Hopper ultimately decided to change course and build a mobile app that aims to simplify the flight-booking process. Purchasing flights makes people “anxious,” Lalonde wrote in the statement e-mailed to Xconomy. “You feel like if you just opened up another browser tab, you may get a better deal,” Lalonde said. (Lalonde is pictured above on the right, with Hopper co-founder and CTO Joost Ouwerkerk.)
After Hopper released some initial data on how people could save money on flights and the New York Times covered it, the startup quickly had over a million people visit its website, Lalonde said.
“The market signal was so strong that it was one of the easiest decisions we ever made” to switch gears to the flight search and booking app, Lalonde said.
But the company’s earlier work wasn’t wasted. “We actually ended up using the vast majority of the code that we had written and the data we collected,” Lalonde said.
Here’s how the app works: Users search for a trip, and it crunches its archive of trillions of past flight prices to predict when a flight to that destination will likely be cheapest. If the app recommends a user wait to book a flight, it can keep tabs on fares and notify the person the second prices drop. If the software calculates that a user should jump on the purchase now, he or she can quickly book the flight within Hopper’s app.

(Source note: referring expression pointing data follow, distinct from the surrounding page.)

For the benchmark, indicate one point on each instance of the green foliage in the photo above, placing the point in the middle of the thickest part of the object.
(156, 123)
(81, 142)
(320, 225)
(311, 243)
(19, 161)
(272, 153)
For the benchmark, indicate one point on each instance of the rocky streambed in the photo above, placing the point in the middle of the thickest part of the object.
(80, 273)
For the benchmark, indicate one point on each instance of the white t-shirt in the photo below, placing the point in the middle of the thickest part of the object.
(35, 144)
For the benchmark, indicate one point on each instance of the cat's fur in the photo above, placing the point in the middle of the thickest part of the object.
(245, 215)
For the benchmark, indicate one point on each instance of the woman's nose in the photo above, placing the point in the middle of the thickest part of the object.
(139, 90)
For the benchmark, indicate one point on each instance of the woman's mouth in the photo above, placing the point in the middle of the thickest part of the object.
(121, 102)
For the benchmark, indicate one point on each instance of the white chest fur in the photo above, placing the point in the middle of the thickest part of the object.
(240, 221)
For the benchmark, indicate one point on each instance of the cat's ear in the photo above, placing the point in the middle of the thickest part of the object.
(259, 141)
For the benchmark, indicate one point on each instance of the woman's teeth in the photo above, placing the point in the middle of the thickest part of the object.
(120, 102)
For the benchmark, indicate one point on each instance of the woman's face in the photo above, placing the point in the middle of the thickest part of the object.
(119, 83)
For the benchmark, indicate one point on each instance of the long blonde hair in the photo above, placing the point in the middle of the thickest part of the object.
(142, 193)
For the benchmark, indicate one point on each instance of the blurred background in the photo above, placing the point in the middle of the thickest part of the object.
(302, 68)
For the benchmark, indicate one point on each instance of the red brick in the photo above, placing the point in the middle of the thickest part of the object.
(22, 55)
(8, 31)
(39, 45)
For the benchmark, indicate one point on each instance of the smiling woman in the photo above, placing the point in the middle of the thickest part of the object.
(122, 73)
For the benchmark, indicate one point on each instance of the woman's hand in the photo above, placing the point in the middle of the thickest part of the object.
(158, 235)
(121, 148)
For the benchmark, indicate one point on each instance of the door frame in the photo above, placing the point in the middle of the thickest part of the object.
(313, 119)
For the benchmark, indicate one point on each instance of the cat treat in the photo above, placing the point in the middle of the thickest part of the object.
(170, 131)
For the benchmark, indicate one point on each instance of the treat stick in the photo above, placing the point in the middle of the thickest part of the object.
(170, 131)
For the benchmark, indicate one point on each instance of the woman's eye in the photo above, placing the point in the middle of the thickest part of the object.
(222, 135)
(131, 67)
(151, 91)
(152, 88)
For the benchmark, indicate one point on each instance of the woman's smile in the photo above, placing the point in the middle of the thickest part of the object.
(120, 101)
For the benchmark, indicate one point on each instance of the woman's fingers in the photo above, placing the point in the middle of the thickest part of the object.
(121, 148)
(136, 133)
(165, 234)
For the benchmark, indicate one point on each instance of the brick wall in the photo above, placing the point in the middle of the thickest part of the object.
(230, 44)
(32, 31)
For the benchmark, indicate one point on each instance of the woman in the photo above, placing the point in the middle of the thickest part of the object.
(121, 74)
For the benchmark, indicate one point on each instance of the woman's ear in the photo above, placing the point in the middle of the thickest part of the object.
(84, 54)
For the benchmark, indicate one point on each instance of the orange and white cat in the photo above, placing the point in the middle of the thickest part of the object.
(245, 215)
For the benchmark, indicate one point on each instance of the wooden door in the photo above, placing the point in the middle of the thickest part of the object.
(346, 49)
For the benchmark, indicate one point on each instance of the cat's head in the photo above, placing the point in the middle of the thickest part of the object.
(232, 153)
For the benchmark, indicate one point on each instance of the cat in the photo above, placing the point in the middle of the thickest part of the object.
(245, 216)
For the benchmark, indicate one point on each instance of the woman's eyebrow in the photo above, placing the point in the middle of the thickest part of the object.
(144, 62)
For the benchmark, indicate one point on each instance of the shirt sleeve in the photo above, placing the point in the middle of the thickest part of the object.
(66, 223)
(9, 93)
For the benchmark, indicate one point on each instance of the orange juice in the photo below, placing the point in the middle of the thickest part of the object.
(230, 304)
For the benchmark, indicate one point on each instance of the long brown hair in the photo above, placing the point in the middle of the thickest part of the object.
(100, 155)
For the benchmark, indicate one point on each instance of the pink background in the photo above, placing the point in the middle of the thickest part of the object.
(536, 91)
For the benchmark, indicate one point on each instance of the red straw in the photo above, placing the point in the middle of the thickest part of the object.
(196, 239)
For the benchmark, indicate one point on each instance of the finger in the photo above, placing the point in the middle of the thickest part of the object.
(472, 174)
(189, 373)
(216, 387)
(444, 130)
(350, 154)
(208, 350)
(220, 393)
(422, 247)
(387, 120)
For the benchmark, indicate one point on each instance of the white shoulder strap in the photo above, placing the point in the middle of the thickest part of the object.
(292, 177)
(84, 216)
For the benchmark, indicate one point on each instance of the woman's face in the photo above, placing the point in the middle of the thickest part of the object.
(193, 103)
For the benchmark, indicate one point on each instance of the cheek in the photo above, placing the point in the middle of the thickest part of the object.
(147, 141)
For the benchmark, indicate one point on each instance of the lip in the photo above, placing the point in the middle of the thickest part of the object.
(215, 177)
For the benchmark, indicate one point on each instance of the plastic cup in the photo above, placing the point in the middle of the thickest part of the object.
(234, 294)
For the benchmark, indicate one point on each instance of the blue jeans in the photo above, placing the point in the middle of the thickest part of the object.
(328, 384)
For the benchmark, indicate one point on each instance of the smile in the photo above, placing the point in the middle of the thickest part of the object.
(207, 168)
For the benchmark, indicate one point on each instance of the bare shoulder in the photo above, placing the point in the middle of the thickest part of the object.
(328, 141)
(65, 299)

The app was released in early 2015 and quickly took off. In the past year, it went from 1 million downloads to more than 10 million downloads, the company said. Users are booking $1 million worth of flights per day through Hopper’s app, it said.
Some of Hopper’s revenue sources include commission payments from airlines for flights booked through its app and a $5 per ticket booking fee charged to customers. “Since our average user savings is $50, people are very happy to pay it, actually,” Lalonde said.